Looking back, I had gradually rotated my pelvis forward and up on the right side during thousands of miles of riding and that one day I literally blew out my pelvic integrity. I think this is similar to a running SH where you run for thousands of miles and one day you “blow out” a weak link and experience pains everywhere from the compensatory muscles kicking in and tightening and pulling on things and being pulled.
Another question: “i have all those phantom pains in the hip, buttock (like sciatica), groin, rectus, etc... come and go throughout the day, and never hurt all at once. the pain near the scar does coincide with si joint-area pain, though, and often referrs to pf.
sound familiar to your case?”
During my recovery I felt sharp “electric” pains in my pubis symphasis probably 5 times in total. I would also occasionally think I pulled my right or left groin. So- yes- there were some weird pains that scared me but I think as things “shift” you are bound to activate some nerves here and there.
As for my imbalances being genetic—I would say they are. I remember that I could never kick my right leg correctly during the breast stroke during swimming lessons when I was 9 years old.
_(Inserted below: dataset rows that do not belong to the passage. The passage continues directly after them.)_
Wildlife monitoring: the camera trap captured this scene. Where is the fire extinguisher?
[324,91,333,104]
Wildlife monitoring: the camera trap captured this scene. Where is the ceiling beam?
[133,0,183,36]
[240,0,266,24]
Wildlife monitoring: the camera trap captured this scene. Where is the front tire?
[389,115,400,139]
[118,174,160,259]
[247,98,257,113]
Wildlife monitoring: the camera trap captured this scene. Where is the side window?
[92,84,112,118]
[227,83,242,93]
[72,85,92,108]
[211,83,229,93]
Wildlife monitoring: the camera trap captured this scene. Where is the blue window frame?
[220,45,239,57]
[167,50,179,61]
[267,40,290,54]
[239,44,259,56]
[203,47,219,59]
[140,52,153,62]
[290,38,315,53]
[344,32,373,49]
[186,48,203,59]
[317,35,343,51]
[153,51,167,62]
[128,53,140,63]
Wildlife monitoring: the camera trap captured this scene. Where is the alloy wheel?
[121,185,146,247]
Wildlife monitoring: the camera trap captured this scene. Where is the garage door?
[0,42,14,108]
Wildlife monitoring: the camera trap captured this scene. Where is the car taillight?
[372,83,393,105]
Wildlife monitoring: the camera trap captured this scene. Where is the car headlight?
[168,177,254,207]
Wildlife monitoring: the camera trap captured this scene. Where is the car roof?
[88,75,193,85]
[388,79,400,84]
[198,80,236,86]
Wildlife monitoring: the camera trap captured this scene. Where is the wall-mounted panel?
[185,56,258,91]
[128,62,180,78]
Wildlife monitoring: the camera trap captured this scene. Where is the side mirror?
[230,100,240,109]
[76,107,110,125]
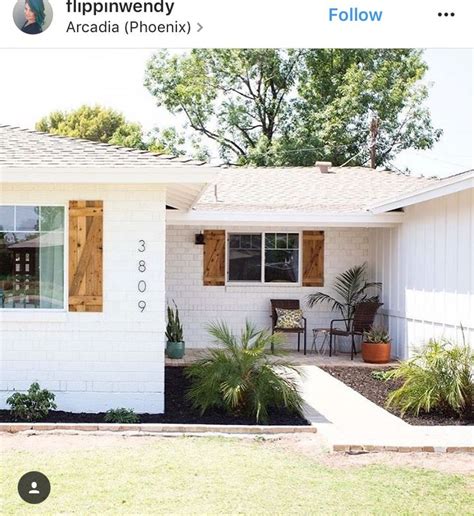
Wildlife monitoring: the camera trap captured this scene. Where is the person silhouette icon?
[18,471,51,504]
[28,482,40,494]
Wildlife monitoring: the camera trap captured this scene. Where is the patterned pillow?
[275,308,303,330]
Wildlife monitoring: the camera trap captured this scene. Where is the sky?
[0,49,474,176]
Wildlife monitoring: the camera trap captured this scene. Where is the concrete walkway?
[300,365,474,452]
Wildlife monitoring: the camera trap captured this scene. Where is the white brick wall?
[0,185,165,412]
[166,226,369,349]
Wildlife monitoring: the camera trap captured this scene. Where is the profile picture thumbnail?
[13,0,53,35]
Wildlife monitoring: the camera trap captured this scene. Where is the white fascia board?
[0,166,217,185]
[369,172,474,214]
[166,210,404,228]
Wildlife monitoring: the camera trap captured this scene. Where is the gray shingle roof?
[0,125,205,168]
[196,167,440,214]
[0,125,462,214]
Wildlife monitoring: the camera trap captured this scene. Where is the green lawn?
[0,436,474,515]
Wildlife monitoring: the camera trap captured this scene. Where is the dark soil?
[0,367,309,426]
[321,367,474,426]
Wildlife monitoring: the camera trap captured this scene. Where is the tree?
[36,105,209,161]
[145,49,301,162]
[285,49,441,168]
[36,105,144,148]
[145,49,441,166]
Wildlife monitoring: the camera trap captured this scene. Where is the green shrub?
[372,371,392,382]
[7,382,56,421]
[364,326,390,344]
[387,339,474,415]
[186,322,302,422]
[308,263,382,330]
[104,408,140,424]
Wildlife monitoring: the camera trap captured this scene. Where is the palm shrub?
[186,321,303,423]
[387,339,474,416]
[104,407,140,424]
[308,263,382,330]
[7,382,57,421]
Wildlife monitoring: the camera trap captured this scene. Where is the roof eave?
[369,171,474,215]
[0,165,218,184]
[166,210,404,228]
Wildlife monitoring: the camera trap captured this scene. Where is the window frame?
[0,202,69,314]
[225,229,303,288]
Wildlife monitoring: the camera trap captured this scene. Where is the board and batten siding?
[0,184,166,413]
[370,189,474,358]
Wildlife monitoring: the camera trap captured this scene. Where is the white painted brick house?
[0,127,474,412]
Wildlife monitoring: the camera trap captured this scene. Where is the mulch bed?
[321,367,474,426]
[0,367,309,426]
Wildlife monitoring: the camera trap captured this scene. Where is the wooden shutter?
[204,230,225,286]
[303,231,324,287]
[69,201,103,312]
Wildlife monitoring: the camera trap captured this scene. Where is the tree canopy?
[36,105,194,156]
[145,49,441,166]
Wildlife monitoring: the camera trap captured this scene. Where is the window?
[228,233,299,283]
[0,206,64,309]
[229,233,262,281]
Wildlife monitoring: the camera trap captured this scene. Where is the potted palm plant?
[308,263,382,330]
[362,326,392,364]
[166,301,184,358]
I was also unable to ski using the parallel method as a kid. Even as far back as 1990 I was definitely imbalanced.
“However, can you tell us what kinds of things you did to overcome this?
What are the exercises?
What wieghts did you do to strengthen?
What stretching did you do? Yoga?”
First you have to believe that you can recover from the injury. This took me about 6 months to do. I began seeing a chiro about 2 months after the injury. That helped to slightly loosen up my joints. I was extremely bound up and tight in my entire lower back and pelvic region. In the summer of 2005 I started doing various stretches. I basically had to loosen everything up. At that point I could still hardly walk. Imagine walking with your right shoe on and your left shoe off. That’s what it felt like. The problem with stretching is that your muscles often become tighter as a result. It would often take me several weeks to loosen a muscle to the point where it would not tighten up to worse than before. This general stretching got me to the point where I could ride a bike gently.
My major developments beyond that can be attributed to relaxing, strengthening various muscles, and recruiting the right nerves. I actually stopped stretching in mid 2006 because it would simply make me tighter than before. I learned that relaxing produces the best results in trying to achieve symmetry. The main relaxing position is the “active rest” position. This is where you lay on your back and have your knees bent at 90 degrees with your feet touching the ground. This takes all the pressure off your psoas and helps it relax and lengthen. From that position I then do various yoga and ab techniques—things like lifting you bent knees off the ground and side to side.
My most recent major development has been starting from my toes and feet and re-teaching my body what muscles to use when walking and supporting body weight. It’s a bit hard to explain but one of the things I am working on is sitting in a chair and contacting the ground with my right foot at the proper pressure points. When I do this and slightly lift the arch, my whole right glute and ab area starts twitching because these are the right muscles to use, but they are extremely weak and have never been used.
Forget going to chiros and PT’s—what you need is somebody who makes you strip down to your underwear and do various movements so your biomechanical flaws can be pinpointed. I think you can get an acute SH in a sport with lots of twisting and turning (hockey, soccer) but as a runner you will get one by gradually breaking down an important supporting muscle. I guess it’s possible that you have perfect biomechanics and you truly have a weak link, but I think that improper biomechanics and hundreds of hours of uneven shearing forces is what leads to SH’s in runners.